WTYN
- Lunenburg, Massachusetts; United States;
- Broadcast area: Worcester, Massachusetts
- Frequency: 91.7 MHz
- Branding: RenewFM

Programming
- Format: Christian
- Network: RenewFM

Ownership
- Owner: Horizon Christian Fellowship
- Sister stations: WCMX; WFGL; WJWT;

History
- First air date: January 2012

Technical information
- Licensing authority: FCC
- Facility ID: 122297
- Class: A
- ERP: 1,000 watts
- HAAT: 12 meters (39 ft)
- Transmitter coordinates: 42°35′40.3″N 71°40′8.2″W﻿ / ﻿42.594528°N 71.668944°W

Links
- Public license information: Public file; LMS;
- Website: www.renewfm.org

= WTYN (FM) =

WTYN (91.7 FM) is a radio station airing a Christian format licensed to serve Lunenburg, Massachusetts.

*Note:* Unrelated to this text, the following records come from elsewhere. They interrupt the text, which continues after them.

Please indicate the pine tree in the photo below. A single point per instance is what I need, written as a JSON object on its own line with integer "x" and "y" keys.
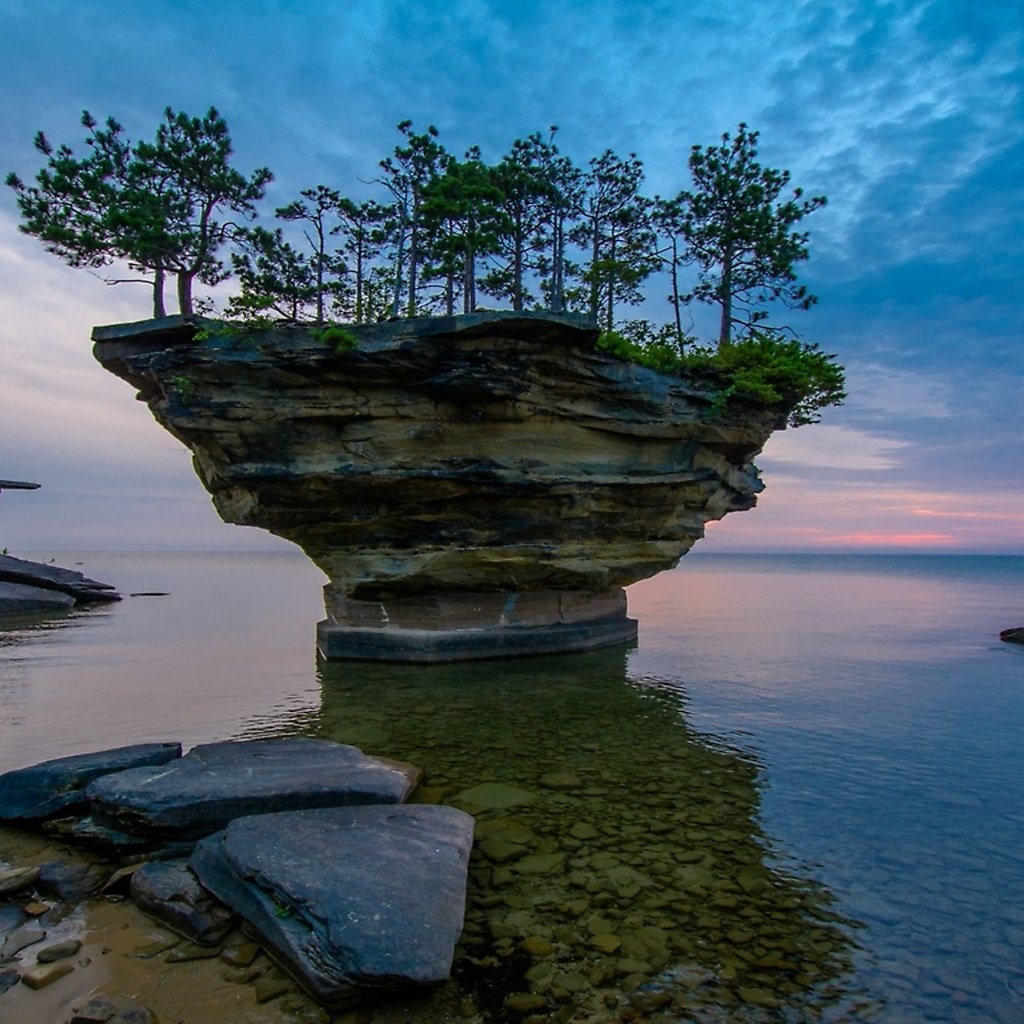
{"x": 740, "y": 236}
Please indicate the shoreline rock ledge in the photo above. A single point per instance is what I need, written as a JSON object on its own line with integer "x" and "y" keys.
{"x": 473, "y": 486}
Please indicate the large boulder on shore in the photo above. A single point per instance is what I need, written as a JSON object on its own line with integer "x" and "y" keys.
{"x": 214, "y": 783}
{"x": 355, "y": 902}
{"x": 57, "y": 786}
{"x": 20, "y": 599}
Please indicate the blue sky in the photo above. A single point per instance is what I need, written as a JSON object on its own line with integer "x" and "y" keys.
{"x": 908, "y": 116}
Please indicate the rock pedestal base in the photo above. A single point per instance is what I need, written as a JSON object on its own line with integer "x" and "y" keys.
{"x": 464, "y": 627}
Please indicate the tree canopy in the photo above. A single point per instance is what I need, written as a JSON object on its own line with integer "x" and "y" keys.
{"x": 157, "y": 206}
{"x": 532, "y": 229}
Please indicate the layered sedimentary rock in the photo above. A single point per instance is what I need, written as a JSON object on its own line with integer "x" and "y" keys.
{"x": 491, "y": 472}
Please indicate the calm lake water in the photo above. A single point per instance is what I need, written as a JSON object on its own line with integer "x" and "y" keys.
{"x": 800, "y": 797}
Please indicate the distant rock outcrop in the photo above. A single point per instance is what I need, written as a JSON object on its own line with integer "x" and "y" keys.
{"x": 29, "y": 587}
{"x": 471, "y": 485}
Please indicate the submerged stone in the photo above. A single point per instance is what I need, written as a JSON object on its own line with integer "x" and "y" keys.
{"x": 357, "y": 901}
{"x": 51, "y": 787}
{"x": 495, "y": 796}
{"x": 216, "y": 782}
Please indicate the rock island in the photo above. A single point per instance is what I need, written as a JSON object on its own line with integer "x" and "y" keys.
{"x": 473, "y": 486}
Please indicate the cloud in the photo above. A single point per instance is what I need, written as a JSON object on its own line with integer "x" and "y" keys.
{"x": 832, "y": 448}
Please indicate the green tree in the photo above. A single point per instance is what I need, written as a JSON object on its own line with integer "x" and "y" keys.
{"x": 613, "y": 228}
{"x": 561, "y": 195}
{"x": 406, "y": 175}
{"x": 157, "y": 206}
{"x": 741, "y": 236}
{"x": 363, "y": 227}
{"x": 316, "y": 208}
{"x": 520, "y": 229}
{"x": 71, "y": 207}
{"x": 461, "y": 215}
{"x": 274, "y": 278}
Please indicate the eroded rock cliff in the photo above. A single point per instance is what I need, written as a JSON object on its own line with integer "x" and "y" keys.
{"x": 489, "y": 454}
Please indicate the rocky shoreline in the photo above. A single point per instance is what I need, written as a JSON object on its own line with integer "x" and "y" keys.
{"x": 351, "y": 894}
{"x": 31, "y": 588}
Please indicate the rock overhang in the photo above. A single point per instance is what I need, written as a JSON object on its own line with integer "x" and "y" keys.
{"x": 493, "y": 453}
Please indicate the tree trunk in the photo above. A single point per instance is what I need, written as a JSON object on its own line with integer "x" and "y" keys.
{"x": 358, "y": 281}
{"x": 517, "y": 265}
{"x": 675, "y": 291}
{"x": 399, "y": 266}
{"x": 414, "y": 256}
{"x": 184, "y": 292}
{"x": 321, "y": 256}
{"x": 159, "y": 309}
{"x": 558, "y": 267}
{"x": 469, "y": 281}
{"x": 725, "y": 332}
{"x": 610, "y": 301}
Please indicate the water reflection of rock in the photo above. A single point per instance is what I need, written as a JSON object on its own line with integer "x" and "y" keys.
{"x": 620, "y": 867}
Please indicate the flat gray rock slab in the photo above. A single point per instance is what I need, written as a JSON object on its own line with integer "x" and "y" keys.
{"x": 356, "y": 902}
{"x": 20, "y": 599}
{"x": 169, "y": 892}
{"x": 69, "y": 582}
{"x": 217, "y": 782}
{"x": 56, "y": 786}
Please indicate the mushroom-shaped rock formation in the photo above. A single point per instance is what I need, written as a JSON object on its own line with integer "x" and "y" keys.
{"x": 473, "y": 486}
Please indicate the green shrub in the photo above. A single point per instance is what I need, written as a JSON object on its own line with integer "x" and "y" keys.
{"x": 339, "y": 338}
{"x": 794, "y": 376}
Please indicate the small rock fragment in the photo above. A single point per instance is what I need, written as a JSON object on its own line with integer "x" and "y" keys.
{"x": 59, "y": 950}
{"x": 65, "y": 881}
{"x": 113, "y": 1010}
{"x": 15, "y": 879}
{"x": 46, "y": 974}
{"x": 266, "y": 988}
{"x": 242, "y": 954}
{"x": 18, "y": 940}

The station is owned by Horizon Christian Fellowship and is an affiliate of RenewFM. WTYN's programming consists of Christian music and Christian talk and teaching programs such as Turning Point with David Jeremiah, and Truth for Life with Alistair Begg. The allocation of 91.7 to Lunenburg follows a long drawn out dispute involving WAVM, University of Massachusetts Boston (owner of WUMB-FM, whose Stow repeater WUMG started during this time and shares time with WAVM), and Living Proof, Inc (the original applicant of what became WTYN).